Applications of core clock gene regulation are not limited to space travel. While circadian rhythm disruptions are conventionally known to be caused by sleep disruptors such as “jet lag,” shift work, and artificial light exposure, certain circumstances may tie radiation exposure to circadian dysregulation. For instance, it is not uncommon for cancer survivors who underwent radiation therapy to suffer from abnormal sleep patterns (Alberg and Nonemaker, 2008; Die Trill, 2013). Although there is limited data regarding radiation-induced circadian dysfunction, radiation is undoubtedly connected to lung cancer susceptibility. For instance, over 21,000 lung cancer deaths are caused by exposure to radon likely due to cracks in residential floors and basements, and patients who receive radiation therapy near the chest area are at risk of developing lung cancer (National Cancer Institute, 2023). Considering past studies on the nature of spaceflight-correlated cancer, the connection between circadian genes and cancer, as well as the findings from this study, exposure to radiation may impair the DNA repair pathway and induce a circadian-rhythm-disrupted state, leaving these key tumor suppressors unable to properly function.

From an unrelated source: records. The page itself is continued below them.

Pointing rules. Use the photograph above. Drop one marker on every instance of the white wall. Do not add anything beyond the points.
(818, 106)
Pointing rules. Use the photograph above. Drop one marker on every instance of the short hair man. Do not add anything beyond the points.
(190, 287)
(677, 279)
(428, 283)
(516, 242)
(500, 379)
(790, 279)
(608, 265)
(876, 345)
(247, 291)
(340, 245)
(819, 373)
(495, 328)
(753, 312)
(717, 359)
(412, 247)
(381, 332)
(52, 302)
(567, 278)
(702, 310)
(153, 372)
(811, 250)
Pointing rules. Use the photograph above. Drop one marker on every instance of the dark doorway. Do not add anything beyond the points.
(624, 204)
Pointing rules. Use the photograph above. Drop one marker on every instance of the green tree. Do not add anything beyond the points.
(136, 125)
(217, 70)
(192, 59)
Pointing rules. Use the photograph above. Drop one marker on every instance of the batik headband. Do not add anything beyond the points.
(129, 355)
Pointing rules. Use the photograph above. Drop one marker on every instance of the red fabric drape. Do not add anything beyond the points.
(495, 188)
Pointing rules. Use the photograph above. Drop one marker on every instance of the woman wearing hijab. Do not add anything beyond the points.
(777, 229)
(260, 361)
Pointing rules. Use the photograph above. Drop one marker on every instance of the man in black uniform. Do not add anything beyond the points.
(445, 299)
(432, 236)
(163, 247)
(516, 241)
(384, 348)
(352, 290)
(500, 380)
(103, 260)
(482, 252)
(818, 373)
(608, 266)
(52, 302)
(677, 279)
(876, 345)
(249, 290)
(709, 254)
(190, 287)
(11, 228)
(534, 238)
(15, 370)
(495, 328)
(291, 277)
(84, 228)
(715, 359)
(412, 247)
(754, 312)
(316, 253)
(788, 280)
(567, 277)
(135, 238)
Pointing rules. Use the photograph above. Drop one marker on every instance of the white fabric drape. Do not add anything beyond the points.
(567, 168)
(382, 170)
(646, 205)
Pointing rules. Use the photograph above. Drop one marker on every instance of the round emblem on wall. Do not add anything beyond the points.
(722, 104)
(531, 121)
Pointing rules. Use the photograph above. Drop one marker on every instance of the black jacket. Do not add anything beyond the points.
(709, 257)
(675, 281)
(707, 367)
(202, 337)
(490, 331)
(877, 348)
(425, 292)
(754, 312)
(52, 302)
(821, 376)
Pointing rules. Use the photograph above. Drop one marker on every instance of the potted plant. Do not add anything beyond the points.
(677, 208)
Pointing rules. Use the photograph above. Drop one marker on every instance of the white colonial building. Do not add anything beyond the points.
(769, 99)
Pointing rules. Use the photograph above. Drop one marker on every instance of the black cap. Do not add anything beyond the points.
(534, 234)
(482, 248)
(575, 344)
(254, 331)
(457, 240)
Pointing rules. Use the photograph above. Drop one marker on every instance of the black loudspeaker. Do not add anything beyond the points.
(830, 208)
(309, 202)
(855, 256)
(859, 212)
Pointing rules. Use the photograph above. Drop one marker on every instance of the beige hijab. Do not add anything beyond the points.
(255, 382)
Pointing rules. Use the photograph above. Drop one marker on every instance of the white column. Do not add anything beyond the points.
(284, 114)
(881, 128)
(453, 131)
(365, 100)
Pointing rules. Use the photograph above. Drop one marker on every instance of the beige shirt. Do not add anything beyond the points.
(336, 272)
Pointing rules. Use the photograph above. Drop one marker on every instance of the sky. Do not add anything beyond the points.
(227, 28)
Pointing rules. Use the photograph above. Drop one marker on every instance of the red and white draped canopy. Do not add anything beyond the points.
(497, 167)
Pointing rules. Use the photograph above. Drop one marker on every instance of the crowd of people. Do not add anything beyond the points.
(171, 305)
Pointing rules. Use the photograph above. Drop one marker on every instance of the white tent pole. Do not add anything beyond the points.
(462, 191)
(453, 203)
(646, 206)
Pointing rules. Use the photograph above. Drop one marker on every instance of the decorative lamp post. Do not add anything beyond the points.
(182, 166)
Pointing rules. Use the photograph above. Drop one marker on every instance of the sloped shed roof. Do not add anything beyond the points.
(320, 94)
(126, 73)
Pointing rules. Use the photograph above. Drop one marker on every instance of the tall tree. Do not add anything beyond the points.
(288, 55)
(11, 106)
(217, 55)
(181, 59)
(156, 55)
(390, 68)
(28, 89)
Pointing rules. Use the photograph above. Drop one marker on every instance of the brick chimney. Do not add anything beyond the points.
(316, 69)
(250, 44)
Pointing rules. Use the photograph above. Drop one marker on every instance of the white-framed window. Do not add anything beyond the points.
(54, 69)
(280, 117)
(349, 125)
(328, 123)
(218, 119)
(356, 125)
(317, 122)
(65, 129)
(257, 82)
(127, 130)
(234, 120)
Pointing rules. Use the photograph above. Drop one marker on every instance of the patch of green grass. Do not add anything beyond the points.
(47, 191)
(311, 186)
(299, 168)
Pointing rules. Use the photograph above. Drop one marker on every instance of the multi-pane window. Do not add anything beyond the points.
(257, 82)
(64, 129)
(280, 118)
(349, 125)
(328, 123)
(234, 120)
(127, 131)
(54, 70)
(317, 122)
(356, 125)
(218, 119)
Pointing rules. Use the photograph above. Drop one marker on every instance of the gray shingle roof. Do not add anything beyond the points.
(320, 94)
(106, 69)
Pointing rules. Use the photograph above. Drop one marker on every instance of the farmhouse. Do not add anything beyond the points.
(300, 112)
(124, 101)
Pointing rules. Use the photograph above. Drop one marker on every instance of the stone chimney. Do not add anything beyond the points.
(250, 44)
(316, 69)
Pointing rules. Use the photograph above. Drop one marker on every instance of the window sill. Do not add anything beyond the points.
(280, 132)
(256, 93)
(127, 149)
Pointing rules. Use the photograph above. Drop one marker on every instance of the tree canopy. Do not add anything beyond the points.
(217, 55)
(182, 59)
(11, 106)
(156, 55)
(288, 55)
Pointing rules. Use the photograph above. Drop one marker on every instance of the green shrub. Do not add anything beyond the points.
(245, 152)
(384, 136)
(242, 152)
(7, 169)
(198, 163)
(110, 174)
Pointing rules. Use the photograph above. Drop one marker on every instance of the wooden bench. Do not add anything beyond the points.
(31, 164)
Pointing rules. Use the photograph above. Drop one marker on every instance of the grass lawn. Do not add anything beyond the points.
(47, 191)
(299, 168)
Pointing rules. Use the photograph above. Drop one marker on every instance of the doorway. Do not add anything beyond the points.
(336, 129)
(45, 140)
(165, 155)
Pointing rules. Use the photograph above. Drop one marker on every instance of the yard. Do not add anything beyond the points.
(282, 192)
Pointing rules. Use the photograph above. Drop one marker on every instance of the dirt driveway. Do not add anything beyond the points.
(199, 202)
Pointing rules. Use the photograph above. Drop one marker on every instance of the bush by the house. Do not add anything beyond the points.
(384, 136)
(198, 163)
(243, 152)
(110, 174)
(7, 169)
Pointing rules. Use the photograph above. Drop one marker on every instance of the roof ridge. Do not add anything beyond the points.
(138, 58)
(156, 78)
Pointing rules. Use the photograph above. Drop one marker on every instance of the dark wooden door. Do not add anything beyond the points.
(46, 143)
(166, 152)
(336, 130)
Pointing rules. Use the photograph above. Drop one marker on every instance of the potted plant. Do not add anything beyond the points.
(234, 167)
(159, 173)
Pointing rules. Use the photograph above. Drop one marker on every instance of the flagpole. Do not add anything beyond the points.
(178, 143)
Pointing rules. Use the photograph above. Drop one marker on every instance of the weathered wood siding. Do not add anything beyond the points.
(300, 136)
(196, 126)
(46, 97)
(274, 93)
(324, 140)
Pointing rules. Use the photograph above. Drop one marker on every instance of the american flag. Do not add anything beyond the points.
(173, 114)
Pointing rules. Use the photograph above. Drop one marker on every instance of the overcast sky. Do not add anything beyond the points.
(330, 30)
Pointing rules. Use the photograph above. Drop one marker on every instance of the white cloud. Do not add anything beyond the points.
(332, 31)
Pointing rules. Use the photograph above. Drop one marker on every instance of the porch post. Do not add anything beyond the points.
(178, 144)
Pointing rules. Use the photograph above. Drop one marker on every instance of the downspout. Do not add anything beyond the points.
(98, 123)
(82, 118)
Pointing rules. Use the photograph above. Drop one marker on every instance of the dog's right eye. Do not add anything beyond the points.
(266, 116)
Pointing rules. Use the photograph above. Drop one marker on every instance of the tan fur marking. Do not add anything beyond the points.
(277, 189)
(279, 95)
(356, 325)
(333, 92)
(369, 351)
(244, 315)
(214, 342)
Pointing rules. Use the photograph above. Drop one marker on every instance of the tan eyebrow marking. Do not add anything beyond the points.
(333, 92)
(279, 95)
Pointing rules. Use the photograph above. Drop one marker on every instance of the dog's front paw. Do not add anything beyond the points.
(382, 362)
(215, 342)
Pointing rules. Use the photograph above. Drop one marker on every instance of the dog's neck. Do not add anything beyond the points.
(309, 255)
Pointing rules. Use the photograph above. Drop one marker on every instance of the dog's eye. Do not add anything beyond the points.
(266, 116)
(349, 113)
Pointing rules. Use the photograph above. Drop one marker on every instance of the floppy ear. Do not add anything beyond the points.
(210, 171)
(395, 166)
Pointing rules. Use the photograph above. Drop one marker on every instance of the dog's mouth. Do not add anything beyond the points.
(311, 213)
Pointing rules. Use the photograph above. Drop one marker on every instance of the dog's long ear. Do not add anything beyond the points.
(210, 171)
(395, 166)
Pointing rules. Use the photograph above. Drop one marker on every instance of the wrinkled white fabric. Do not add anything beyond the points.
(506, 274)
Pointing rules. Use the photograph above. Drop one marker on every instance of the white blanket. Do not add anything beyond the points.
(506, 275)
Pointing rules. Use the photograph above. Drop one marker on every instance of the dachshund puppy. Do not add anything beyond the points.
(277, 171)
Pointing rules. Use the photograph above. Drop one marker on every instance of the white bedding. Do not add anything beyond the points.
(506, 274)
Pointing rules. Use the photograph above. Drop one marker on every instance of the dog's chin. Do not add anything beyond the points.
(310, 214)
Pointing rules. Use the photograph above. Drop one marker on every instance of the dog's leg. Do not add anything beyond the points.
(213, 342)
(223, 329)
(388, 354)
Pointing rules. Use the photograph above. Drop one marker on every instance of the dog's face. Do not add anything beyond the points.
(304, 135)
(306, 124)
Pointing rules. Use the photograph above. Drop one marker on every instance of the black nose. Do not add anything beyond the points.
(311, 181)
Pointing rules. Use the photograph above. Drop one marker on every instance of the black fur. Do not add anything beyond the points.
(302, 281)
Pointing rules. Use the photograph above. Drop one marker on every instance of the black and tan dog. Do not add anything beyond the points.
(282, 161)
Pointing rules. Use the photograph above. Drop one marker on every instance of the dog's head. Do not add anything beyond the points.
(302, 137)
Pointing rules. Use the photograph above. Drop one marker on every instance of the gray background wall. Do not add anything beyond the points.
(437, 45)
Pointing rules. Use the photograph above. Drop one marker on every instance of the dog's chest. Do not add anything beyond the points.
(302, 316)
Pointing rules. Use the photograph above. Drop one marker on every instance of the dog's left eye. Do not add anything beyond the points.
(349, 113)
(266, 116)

Future studies can investigate whether abnormal clock gene expression remains a trend among lung cancer patients exposed to radon and radiation therapy survivors alike. Understanding the intricacies of radiation and its role in circadian dysfunction may provide insight into future therapeutics for astronauts, civilians exposed to radon, and the thousands of cancer patients around the globe. Investigating methods of regulating and monitoring circadian gene expression may potentially enhance the prediction, tracking, and halting of cancer progression in astronauts and civilians.
With space travel becoming increasingly more popular and space tourism becoming more tangible, it is crucial that the effects of spaceflight on human physiology are carefully considered. Importantly, spaceflight beyond LEO will result in exposure to substantial doses of radiation that may have fatal consequences on long-term health and general life expectancy. Most notably, astronauts who spend weeks or months in LEO already have heightened risk for developing cancer later in life, however, the health consequences of space travel beyond LEO remain under studied. It is likely that radiation exposure and longer exposure to microgravity will accentuate the known physiological effects of spaceflight and furthermore, heightened stress due to increased distance from Earth may further exacerbate circadian dysfunction. Thus, it is imperative that preventative measures are uncovered prior to prolonged spaceflight missions beyond LEO to ensure the safety of future astronauts.